Objections raised by some clubs during the consultation process included concerns that the proposals were anti-competitive, as well as being too broad and lacking in detailed guidance as to their application. In particular, there were concerns that the definition of ‘associated party’ under the new rules gives the Premier League potentially unfettered discretion in determining transaction approvals, as it allows the league to consider the substance of the relationship between a club and the associated party in determining whether the transaction falls within the definition.
Concerns were also raised about the retrospective nature of the rules, given deals entered into within the preceding three years are caught. Objectors referenced the potentially unfair impact on clubs which have ongoing relationships in place with parties that now fall under the ambit of ‘associated party’. These clubs could face not only commercial but also potential legal issues, depending on the nature of these commitments.
There were also concerns that the implementation of the transaction databank will enable the Premier League to access details, albeit in anonymised form, of commercially sensitive transactions across all league clubs to ensure that new deals are matched against similar deals by clubs of the same or comparable size. Some club executives, as well as fans, have apparently argued that use of the databank would effectively see clubs placed into categories when, across the 20 clubs, there is likely to be significant variations in the scope, application and mechanism of sponsorship and other third party commercial arrangements.
These concerns raise further questions about whether the databank approach places too much emphasis on historic transactions, which would inevitably have been valued differently to newer transactions that are negotiated in subsequent years. Arguably, historic transactions are not necessarily reliable benchmarks for current FMV assessments.

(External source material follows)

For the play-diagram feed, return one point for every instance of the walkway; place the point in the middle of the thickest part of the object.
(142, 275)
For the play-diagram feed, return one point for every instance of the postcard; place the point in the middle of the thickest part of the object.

As we understand it, no guidance has been forthcoming from the Premier League to clarify how the data will be harmonised between clubs to ensure it is of comparable value.
Although the new financial control measures aim to bring greater transparency to financial arrangements, they risk unfair prejudice to smaller clubs trying to compete with their more established, richer counterparts.
Rather than aiming to level the playing field for clubs, there is a risk that the new requirements will drive a further wedge between lower tier clubs within the Premier League and their top tier competitors, who already benefitted from heavy investment before the rule changes were ever contemplated. Inevitably, such heavy investment will have enabled the top clubs to bolster the FMV of key assets, guaranteeing further financial stability when future transactions are contemplated under the new rules.
Clubs must be aware of the consequences of breaching the new rules. Where the relevant transaction has not been executed, and the board of the Premier League determines that it is not at FMV, execution will not be permitted at a value other than the board’s determined FMV valuation. Where the transaction has been executed, the club must take all necessary steps to end or vary the transaction to ensure the total value of the consideration received is not above FMV.
Clubs should be proactively reviewing their commercial contracts, and should start to monitor negotiations that lead to transactions that will be reviewed against the new measures. Given their retrospective effect, the review should include assessing transactions completed in the preceding three years. Particular focus should be given to any confidentiality provisions, to determine whether any third party consents are required to enable the disclosure of data to the Premier League’s new databank.
Training programmes for the clubs’ commercial teams may also be needed, in order to identify and address any issues in applying the new financial control rules.